There’s lots of talk out there, and especially in New England, about standards-based education. Whatever you think about standards-based, or proficiency-based, or competency-based education (they are all the same to me – just using some different words), the bottom line is that we teachers are now supposed to be able to certify that, regardless of any other factors beyond our control, our students are able to _________. Fill in the blank with your skill or habit of choice. This is tricky business. The tricky part is

  • not to distill learning into a checklist of discrete items that have no connection to each other.
  • to maintain a cohesive, robust curriculum with a clear scope and sequence.
  • to develop cross-curricular, integrated courses that give students rich opportunities to build those skills.
  • to build an assessment system that students, teachers, and parents have a common understanding of.

My school has put a lot of energy into creating a standards-based assessment (and reporting) system. Since we are still a new school, there is nothing to change except our own perceptions. We started out using the old 1-2-3-4 system, but ran into trouble with different interpretations of what those numbers represented and how students were able to achieve, or not. Some teachers maintained that standards in a course were global and that there was little chance for a 9th grader to demonstrate at a level higher than a 2. Other teachers defined course standards as local, so that students could earn a 3 or even a 4 on the standards within that class. Clearly, this was a problem.

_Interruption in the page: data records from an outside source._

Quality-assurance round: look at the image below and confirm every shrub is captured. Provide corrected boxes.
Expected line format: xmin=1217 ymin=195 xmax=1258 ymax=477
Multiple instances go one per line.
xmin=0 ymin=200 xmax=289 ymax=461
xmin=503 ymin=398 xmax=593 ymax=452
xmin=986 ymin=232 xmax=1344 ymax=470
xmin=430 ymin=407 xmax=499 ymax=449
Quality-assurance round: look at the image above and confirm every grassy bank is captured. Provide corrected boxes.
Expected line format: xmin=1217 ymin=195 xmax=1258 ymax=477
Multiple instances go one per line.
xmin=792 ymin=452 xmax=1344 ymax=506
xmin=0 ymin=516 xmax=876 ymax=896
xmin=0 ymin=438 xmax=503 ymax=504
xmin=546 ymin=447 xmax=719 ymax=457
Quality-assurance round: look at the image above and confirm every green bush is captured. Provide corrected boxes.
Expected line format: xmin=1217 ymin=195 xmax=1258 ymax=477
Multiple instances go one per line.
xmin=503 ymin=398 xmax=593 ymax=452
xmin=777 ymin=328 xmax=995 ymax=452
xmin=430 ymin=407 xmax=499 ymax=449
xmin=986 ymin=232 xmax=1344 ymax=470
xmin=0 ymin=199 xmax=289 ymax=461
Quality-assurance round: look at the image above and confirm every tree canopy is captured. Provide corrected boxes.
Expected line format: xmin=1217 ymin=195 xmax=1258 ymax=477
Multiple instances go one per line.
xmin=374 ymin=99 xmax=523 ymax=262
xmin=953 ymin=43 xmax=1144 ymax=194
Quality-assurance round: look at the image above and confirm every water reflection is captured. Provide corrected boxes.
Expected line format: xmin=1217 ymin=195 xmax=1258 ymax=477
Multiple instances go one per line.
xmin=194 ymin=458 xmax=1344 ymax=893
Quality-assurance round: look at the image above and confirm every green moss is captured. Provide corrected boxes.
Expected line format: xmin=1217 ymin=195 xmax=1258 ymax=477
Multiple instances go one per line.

The other problem is that any time grades are represented using numbers, people want to operate with them, or break them down further (using 2.3, for example). But those numbers represent discrete categories of performance or understanding. A 2.3 doesn’t make any sense if it isn’t defined. So we had to create a brand new system.

Each reporting standard – those big things like Algebra & Functions – has indicators that are connected to each level on the big scale toward graduation benchmarks. These are defined in a rubric. For any given course, we identify what the “target” knowledge & skills are, what level of the rubric we are targeting. For example, in the Modeling in Math class, the target level is Entering.

During a course, we report if a student is “below target,” “on target,” or “above target” for an assessment on particular indicator of a reporting standard. This way a student can be “on target” – meaning that the student is making solid progress and is doing what is expected in the course – but still not be at the graduation benchmark for that standard. After all, Modeling in Math is the first course that our 9th graders take. It’s unlikely that they will meet the graduation benchmark after just this one twelve-week class.

Report cards and transcripts report the big picture status toward graduation. So that 9th grader who was “on target” during the class has made progress toward graduation, but still has work to do to meet that benchmark. And that work could happen in a series of courses or through some combination of courses and portfolio, giving the student control over her education.